Second, the handling of personal accounts.

How to deal with the balance of personal pension account after the death of the insured depends on the local social security policy. Generally speaking, the personal account balance can be inherited by the survivors or returned according to the policy. When applying for inheritance or refund of personal account balance, survivors need to provide relevant supporting materials, such as the death certificate of the insured, proof of inheritance relationship, etc.
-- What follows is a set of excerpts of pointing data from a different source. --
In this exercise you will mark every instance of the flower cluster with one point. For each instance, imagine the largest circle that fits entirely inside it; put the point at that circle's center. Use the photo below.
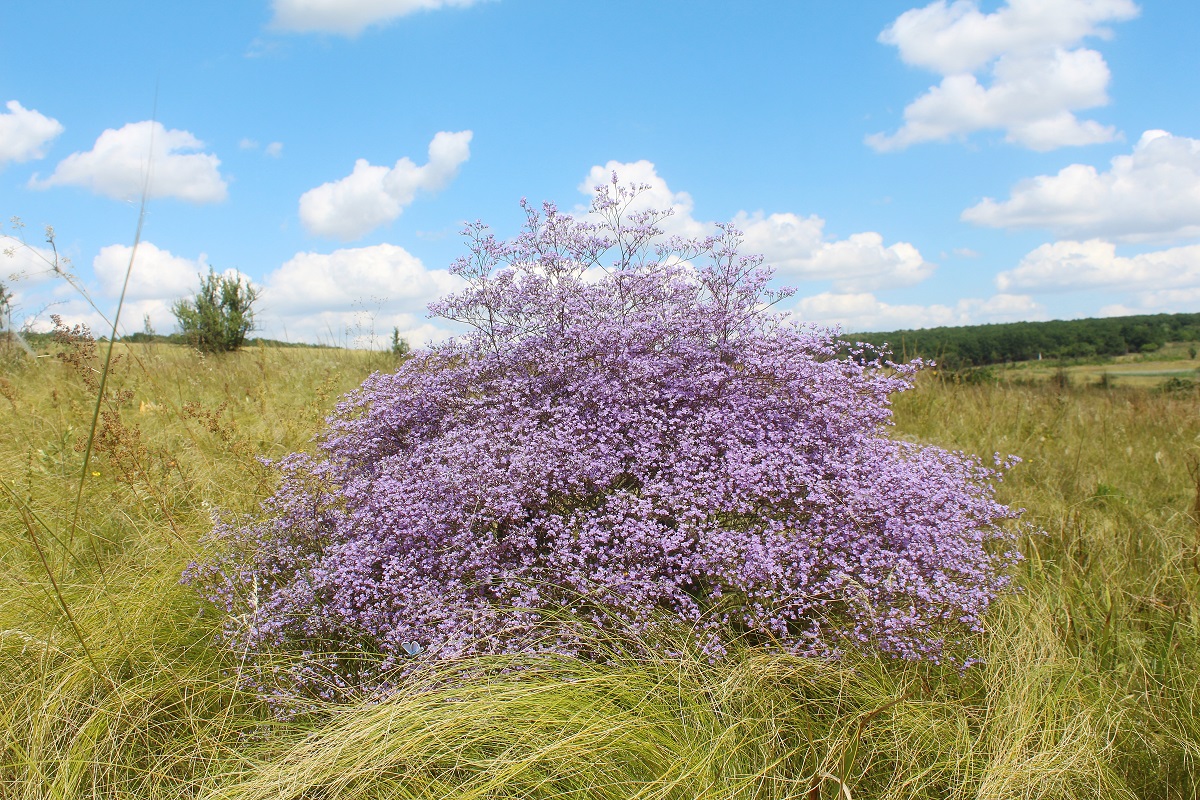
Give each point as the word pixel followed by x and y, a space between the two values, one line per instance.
pixel 629 428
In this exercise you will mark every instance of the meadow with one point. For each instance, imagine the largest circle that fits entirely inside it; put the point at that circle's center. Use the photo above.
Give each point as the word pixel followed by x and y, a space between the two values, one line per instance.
pixel 111 685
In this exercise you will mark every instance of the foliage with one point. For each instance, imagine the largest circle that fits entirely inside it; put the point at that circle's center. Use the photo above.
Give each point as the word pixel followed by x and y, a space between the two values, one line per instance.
pixel 1089 686
pixel 613 440
pixel 220 316
pixel 976 346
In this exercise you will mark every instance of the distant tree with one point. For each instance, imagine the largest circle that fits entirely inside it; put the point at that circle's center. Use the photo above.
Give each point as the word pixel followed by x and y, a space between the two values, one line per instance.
pixel 219 318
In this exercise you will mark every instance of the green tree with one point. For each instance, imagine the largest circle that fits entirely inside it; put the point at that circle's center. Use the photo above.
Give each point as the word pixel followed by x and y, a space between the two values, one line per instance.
pixel 220 316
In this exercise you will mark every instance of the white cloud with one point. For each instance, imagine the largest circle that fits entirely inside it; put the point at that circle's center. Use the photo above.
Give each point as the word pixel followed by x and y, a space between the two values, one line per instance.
pixel 349 17
pixel 274 149
pixel 353 293
pixel 864 312
pixel 117 166
pixel 1168 301
pixel 1073 265
pixel 1152 194
pixel 157 274
pixel 375 196
pixel 657 196
pixel 24 133
pixel 1037 73
pixel 793 245
pixel 797 248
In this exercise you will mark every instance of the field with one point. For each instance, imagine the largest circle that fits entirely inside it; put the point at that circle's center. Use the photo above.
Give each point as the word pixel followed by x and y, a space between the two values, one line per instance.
pixel 109 685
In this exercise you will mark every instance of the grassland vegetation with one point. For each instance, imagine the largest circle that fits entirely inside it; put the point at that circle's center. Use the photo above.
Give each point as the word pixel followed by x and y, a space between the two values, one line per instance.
pixel 221 314
pixel 113 683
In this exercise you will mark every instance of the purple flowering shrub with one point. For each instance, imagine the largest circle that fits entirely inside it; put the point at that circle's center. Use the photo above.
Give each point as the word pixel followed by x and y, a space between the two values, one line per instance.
pixel 629 428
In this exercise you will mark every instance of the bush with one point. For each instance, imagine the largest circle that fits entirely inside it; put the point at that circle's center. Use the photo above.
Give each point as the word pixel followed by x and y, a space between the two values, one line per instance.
pixel 612 444
pixel 221 314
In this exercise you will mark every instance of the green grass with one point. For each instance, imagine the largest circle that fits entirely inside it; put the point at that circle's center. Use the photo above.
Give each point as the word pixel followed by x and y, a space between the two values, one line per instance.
pixel 109 685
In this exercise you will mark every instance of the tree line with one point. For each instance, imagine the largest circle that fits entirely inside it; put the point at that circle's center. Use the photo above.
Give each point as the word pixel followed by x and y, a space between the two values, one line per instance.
pixel 977 346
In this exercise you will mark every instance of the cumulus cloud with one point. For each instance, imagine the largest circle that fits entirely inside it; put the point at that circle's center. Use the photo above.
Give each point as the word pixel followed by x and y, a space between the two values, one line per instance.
pixel 795 246
pixel 371 196
pixel 1072 265
pixel 349 17
pixel 864 312
pixel 1168 301
pixel 1036 72
pixel 354 295
pixel 24 133
pixel 118 162
pixel 1152 194
pixel 157 274
pixel 657 196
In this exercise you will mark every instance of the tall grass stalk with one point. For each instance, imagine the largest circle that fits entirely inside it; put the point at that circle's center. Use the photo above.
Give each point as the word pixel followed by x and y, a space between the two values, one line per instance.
pixel 111 685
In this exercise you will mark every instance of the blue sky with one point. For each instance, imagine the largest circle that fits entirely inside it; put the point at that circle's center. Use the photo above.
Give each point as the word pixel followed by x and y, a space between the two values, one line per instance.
pixel 901 164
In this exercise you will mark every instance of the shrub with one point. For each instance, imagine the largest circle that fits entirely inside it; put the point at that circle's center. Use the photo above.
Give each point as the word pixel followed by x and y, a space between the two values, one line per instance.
pixel 615 441
pixel 221 314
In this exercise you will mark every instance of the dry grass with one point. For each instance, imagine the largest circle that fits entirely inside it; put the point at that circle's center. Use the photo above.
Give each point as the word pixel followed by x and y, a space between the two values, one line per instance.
pixel 109 685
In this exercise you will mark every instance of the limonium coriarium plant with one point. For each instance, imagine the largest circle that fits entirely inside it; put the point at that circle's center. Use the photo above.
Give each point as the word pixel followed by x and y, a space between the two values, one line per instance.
pixel 629 431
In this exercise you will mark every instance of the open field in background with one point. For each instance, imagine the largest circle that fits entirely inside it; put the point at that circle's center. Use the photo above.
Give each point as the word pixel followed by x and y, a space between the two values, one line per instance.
pixel 1173 362
pixel 109 686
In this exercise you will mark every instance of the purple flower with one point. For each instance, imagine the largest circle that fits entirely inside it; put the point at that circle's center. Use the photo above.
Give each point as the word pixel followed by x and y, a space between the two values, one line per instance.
pixel 629 428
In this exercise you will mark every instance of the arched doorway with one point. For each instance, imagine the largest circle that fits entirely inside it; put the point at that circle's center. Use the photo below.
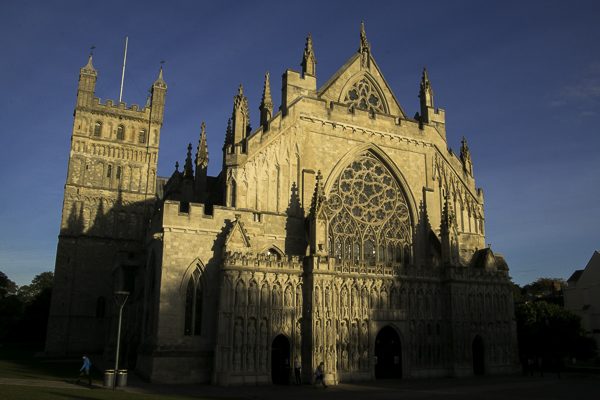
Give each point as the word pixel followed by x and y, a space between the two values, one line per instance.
pixel 388 353
pixel 478 356
pixel 280 360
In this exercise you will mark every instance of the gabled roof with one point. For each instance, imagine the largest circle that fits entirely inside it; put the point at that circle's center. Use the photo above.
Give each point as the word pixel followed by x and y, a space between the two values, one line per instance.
pixel 575 276
pixel 237 237
pixel 352 71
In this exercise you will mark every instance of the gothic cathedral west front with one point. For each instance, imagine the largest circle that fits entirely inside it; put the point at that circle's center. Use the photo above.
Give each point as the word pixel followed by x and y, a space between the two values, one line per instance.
pixel 340 231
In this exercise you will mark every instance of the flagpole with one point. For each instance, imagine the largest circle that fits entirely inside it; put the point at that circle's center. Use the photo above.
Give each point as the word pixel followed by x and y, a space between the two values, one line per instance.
pixel 123 72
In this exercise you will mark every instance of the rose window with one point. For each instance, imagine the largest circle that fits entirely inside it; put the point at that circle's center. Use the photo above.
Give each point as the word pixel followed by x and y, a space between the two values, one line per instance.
pixel 364 96
pixel 368 214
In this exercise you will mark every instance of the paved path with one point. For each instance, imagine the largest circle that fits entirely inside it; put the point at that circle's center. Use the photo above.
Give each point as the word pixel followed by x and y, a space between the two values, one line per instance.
pixel 42 383
pixel 569 387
Three. Application for survivors' treatment

In addition to the collection of pension insurance and the handling of personal accounts, survivors can also apply for survivor treatment according to the policy. Survivors' treatment usually includes one-time pension and survivors' living allowance, aiming at helping survivors tide over the difficulties. To apply for survivor's pension, you need to provide relevant certification materials, such as the death certificate of the insured, the identity certificate of the survivor, and the relationship certificate with the insured.

To sum up:

After sudden death, the handling of endowment insurance involves the collection of endowment insurance money, the handling of personal accounts and the application for survivors' treatment. Survivors need to know the local social security policies, prepare relevant supporting materials, and apply according to the requirements of the social security department. At the same time, the social security department should also actively provide help and guidance to ensure that the rights and interests of survivors are protected.

Legal basis:

People's Republic of China (PRC) social insurance law

Article 17 stipulates:

If an individual who participates in the basic old-age insurance dies due to illness or non-work, his survivors can receive funeral grants and pensions; Persons who have completely lost their ability to work due to illness or non-work-related disability before reaching the statutory retirement age can receive disability allowance. The required funds are paid from the basic old-age insurance fund.

People's Republic of China (PRC) social insurance law

Article 14 stipulates:

Personal accounts shall not be withdrawn in advance, and the bookkeeping interest rate shall not be lower than the bank time deposit interest rate, and interest tax shall be exempted. If an individual dies, the balance of the individual account can be inherited.